More than a pretty chip
The CPU that resides inside every iPhone 5s, dubbed the A7, contains all sorts of technological goodies. Among them is a special co-processor, dubbed the "secure enclave," that is designed to help provide iOS with an extra-secure area of memory.
Each enclave is primed with a unique digital identifier when it's manufactured. Not even Apple knows this number, which means that whatever information is stored in the enclave cannot be pried out of it without your explicit permission--even if a sophisticated hacker were to phisically steal your device.
The enclave also gets its own secure operating system, boots separately from the rest of the device, and uses a special technology to ensure that the software it is running was officially sanctioned by Apple. All communication with the enclave takes place in a securely encrypted area of memory, which is re-encrypted with a different key every time the device on which it resides boots.
All this paranoia is a good thing, because the enclave is used to store some of the most sensitive information that makes its way onto your device, such as the digital information required to unlock your iPhone with your fingerprints when you use Touch ID.
Keychain sync could probably withstand a nuclear attack
It seems that Apple designed iCloud Keychain so that it would be able to withstand just about everything short of nuclear winter--perhaps explaining why it took so long for the feature to return after it was discarded during the transition from MobileMe to iCloud.
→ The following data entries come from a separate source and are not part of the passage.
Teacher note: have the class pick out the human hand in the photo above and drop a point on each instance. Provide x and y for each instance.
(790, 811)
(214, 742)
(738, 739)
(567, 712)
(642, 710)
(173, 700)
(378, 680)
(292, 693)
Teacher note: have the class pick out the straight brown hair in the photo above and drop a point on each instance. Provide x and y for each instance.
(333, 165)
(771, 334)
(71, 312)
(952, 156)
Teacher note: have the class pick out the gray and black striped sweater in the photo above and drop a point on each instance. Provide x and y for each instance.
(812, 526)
According to the whitepaper, you should be able to securely sync and recover your keys even if you reset your iCloud password, if your account is hacked, or if the iCloud system itself is compromised, either by an external entity or by an Apple employee.
To accomplish this feat, Apple uses a complex web of asymmetric digital keys and advanced elliptical encryption algorithms, coupled with manual controls (like activation codes that must be entered manually by the user on a device) to ensure that the company effectively never holds enough information to decrypt the contents of a keychain stored on its servers.
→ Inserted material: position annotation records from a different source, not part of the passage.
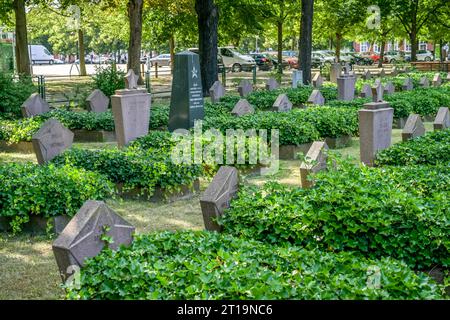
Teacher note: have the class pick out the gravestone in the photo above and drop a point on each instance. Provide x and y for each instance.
(241, 108)
(408, 85)
(186, 102)
(316, 98)
(366, 91)
(282, 104)
(317, 80)
(216, 92)
(297, 78)
(82, 237)
(245, 87)
(316, 160)
(375, 129)
(51, 140)
(272, 84)
(97, 101)
(437, 80)
(34, 106)
(218, 195)
(413, 128)
(442, 120)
Interestingly, the engineers responsible for this feature have built a degree of selectivity into it, so that only data that is specially marked can actually be sent to the cloud. iOS makes use of this feature to keep some information that is device-specific, like VPN logins, out of the synchronization process, while other information, like website credentials and passwords, are allowed to go through.
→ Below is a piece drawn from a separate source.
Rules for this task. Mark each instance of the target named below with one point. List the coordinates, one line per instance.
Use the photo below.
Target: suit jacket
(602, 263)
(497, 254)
All told, Apple's whitepaper paints the picture of a company that is--at least publicly--deeply committed to the security and privacy of its customers.
Of course, the actual veracity of Apple's claims depends to a large extent on the trust that its users place in the company, since we can't just waltz into its server facilities and ask--nay, demand--that we be shown the source code. Even though practically everything that flows through iCloud and Siri is encrypted end-to-end, there is still a possibility that the folks from Cupertino may maliciously tweak its services (or even its operating systems themselves) in such a way as to silently compromise our every email, our every call, and our every text message.